Riot Platforms (RIOT) shares rose 5% pre-market after the bitcoin mining company unexpectedly posted a third-quarter profit on record revenue.
Net income was $104.5 million, or 26 cents per diluted share, compared with a loss of $154.4 million, or 54 cents, the year before. The company had been expected to post a 12 cent-a-share loss, according to Zacks Equity Research.
Revenue more than doubled to $180.2 million from the year-earlier quarter, driven mainly by a $93 million increase in bitcoin mining revenue, the company said. Riot mined 1,406 bitcoin during the quarter at an average cost of $46,324 per coin.

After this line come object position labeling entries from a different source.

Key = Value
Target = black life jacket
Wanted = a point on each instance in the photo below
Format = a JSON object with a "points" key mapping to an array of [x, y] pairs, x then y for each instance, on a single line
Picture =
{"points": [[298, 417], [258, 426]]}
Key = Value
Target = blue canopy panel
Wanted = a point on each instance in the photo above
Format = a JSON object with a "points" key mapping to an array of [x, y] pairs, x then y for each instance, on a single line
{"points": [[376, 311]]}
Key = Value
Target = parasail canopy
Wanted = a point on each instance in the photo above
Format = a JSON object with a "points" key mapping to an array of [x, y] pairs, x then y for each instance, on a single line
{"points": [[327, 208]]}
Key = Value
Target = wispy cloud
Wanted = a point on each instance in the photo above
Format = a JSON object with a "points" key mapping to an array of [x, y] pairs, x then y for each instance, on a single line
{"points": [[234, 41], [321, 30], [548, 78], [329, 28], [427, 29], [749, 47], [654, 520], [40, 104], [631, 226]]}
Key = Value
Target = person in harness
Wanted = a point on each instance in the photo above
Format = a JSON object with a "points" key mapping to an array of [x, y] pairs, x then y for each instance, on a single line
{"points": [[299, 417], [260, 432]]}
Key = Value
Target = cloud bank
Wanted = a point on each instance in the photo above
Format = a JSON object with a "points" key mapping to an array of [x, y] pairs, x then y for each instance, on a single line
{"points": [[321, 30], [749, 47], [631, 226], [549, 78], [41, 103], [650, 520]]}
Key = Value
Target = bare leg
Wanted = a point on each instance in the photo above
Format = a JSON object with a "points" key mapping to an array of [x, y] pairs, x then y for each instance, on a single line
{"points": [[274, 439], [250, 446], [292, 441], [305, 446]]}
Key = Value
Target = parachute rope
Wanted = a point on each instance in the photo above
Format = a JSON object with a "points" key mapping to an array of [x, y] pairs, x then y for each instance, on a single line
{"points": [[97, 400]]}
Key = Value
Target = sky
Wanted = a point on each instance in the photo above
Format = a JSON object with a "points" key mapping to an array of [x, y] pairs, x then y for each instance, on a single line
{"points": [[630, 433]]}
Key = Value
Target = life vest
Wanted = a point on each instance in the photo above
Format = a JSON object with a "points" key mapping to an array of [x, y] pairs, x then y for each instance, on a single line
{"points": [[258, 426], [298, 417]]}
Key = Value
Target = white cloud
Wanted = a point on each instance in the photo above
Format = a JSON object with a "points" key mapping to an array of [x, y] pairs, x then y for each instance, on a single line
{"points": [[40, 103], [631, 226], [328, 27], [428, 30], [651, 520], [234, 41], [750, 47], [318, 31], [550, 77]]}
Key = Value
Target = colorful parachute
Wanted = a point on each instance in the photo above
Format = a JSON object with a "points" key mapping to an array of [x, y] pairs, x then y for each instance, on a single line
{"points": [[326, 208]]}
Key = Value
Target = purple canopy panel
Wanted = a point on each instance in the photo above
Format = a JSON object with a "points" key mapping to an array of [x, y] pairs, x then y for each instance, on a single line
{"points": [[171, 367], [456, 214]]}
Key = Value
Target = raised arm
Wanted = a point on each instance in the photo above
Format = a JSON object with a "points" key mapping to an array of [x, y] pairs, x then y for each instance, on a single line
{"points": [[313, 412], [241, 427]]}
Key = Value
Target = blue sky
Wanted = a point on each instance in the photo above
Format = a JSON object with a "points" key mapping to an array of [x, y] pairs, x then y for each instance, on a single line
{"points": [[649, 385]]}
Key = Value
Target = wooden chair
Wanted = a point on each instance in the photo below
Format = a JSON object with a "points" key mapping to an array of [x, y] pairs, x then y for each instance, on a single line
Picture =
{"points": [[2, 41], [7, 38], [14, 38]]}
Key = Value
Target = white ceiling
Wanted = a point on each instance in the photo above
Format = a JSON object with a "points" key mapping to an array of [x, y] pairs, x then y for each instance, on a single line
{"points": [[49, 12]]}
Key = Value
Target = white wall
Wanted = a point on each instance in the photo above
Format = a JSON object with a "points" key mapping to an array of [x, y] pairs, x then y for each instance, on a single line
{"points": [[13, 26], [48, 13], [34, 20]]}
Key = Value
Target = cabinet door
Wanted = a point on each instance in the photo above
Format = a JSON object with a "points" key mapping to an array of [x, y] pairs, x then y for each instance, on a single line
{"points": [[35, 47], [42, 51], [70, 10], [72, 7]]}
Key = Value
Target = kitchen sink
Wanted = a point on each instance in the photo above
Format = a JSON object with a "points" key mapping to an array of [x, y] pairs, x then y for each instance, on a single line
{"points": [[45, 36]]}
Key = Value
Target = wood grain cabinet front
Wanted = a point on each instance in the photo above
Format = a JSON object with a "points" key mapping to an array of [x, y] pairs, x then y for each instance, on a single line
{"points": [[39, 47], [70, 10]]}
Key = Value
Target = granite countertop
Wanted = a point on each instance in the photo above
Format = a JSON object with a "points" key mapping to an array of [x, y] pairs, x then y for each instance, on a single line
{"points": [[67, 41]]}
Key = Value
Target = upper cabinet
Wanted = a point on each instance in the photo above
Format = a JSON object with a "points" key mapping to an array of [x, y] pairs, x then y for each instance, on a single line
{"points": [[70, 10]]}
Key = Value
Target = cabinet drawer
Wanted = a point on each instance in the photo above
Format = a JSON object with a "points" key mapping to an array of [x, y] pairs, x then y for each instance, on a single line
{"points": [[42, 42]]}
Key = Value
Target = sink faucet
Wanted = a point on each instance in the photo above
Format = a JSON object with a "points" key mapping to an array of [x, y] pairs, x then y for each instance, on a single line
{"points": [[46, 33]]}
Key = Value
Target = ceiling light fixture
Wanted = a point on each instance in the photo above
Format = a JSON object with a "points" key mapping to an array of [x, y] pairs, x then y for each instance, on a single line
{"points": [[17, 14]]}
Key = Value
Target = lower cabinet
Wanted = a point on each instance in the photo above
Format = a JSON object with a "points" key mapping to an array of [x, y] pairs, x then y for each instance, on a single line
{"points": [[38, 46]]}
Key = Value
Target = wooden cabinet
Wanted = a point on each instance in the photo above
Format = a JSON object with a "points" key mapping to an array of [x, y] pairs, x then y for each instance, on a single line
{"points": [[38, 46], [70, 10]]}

The revenue gain at Riot, one of the first mining companies to report, was fueled mainly by a bitcoin price that rose 6.4% in the quarter and greater operational capacity. The company recorded a $133 million mark-to-market gain on its bitcoin holdings, currently 19,287 BTC valued at roughly $2.2 billion as of Sept. 30.
The Castle Rock, Colorado company, which develops and operates large-scale data centers, also announced the initiation of 112 megawatts of core and shell development at its Corsicana, Texas data center campus, following land acquisition and design completion milestones.
CEO Jason Les said these developments mark a pivotal step toward transforming Riot into a large-scale, multifaceted data center operator leveraging its land and power assets.
Riot held 19,287 bitcoin — 3,300 are held as collateral — valued at roughly $2.2 billion as of Sept. 30.
UPDATE (Oct. 31, 09:50 UTC): Adds revenue drivers, mark-to-market in fourth paragraph.